As we rapidly close in on what would've been his 61st birthday, it is time for me to tell another story.

Dennis was my first. My first love? No, it's already been established that distinction went to Steve Golden, as ultimately unrequited as it may have been.

Dennis was my first relationship that lasted longer than the life of a firefly.

We met the night of the summer solstice, June 1981. I had turned 23 a few weeks earlier and had just come out of the latest in a series of disastrous affairs, the most recent being with Fred Sibinic, a mortician's assistant who had just recently relocated to Tucson from Ann Arbor.

I was not in the best of moods that night, probably best described as "surly." I was rapidly sinking into an "I hate men" mindset because of recent events, but my hormones still compelled me to go out on the prowl.

At my usual Tucson stomping grounds, The Joshua Tree, things were not going well. Summarily rejected by every man I approached (no doubt because of the energy I was giving off)  after an hour or so I said fuck it and decided to leave and go to The Bum Steer, a straight college bar down by the university and see how the other half lived—thinking that maybe the whole gay thing really wasn't for me after all and I'd do better dating women.

Yeah, I know, right?

Anyhow, as I was leaving The Joshua Tree, Dennis was walking in. As we passed each other in the narrow, crowded entrance hallway, our eyes met, we both smiled and…continued on our way.

In the parking lot I was halfway back to my truck when it was like something slapped me up the side of my head and said, "Stop! Go back." I did a 180 and went back into the bar.

I found Dennis by himself, sitting on the back patio drinking a beer. I grabbed a sparkling water (I don't drink except on very rare occasions) and stood about thirty feet away under a neon beer sign. And needless to say, it was kind of difficult to be all sexy and sultry when you're constantly swatting bugs away. After a few minutes of these theatrics Dennis motioned for me to come over and introduced himself. And so it began.

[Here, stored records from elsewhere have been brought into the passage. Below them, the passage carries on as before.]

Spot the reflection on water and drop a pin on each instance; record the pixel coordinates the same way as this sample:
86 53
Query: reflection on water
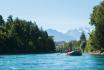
54 61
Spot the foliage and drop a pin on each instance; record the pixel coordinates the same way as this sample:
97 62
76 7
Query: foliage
72 44
97 19
83 41
21 36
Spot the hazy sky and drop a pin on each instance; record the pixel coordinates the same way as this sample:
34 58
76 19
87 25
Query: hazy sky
61 15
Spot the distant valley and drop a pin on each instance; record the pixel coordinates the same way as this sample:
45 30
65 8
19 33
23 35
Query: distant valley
73 34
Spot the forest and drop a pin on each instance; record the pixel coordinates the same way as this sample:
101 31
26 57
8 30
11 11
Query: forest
21 36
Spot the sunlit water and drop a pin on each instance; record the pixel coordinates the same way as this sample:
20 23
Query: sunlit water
54 61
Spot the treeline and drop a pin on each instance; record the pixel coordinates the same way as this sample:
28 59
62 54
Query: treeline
74 44
21 36
96 40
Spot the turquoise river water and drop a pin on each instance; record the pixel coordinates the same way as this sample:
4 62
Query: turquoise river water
56 61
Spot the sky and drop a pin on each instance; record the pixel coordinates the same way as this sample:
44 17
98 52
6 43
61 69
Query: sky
61 15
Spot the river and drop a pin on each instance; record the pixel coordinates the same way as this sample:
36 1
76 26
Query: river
54 61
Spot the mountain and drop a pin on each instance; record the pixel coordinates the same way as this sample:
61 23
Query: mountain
73 34
58 36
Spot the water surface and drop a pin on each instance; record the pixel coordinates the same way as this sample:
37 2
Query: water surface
54 61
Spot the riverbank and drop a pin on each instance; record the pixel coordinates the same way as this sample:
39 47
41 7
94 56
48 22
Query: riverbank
97 53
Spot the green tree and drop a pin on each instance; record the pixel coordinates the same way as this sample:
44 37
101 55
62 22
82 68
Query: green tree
83 41
1 21
97 19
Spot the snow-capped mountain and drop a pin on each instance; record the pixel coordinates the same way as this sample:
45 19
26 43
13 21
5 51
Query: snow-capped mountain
73 34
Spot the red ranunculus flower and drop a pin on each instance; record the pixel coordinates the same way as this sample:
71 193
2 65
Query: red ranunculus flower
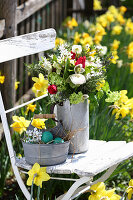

Dennis spent the night. And the night following. And I'll be the first to admit that there was no denying something was sparking here.

After that second night he returned home (he was still living with his mom) and came out to her. It didn't go well. Her ultimatum: "Stop being gay or get out." (Those were her exact words.)

The next day, Dennis moved in with me.

The first couple weeks were the proverbial honeymoon. But this was the first time I had intimately lived with someone and frankly…I started missing my autonomy.

I pleaded with Dennis to patch things up with his Mom because as much as I adored the guy I was not ready for a relationship like this. Dennis and his mom made peace, and he moved back out.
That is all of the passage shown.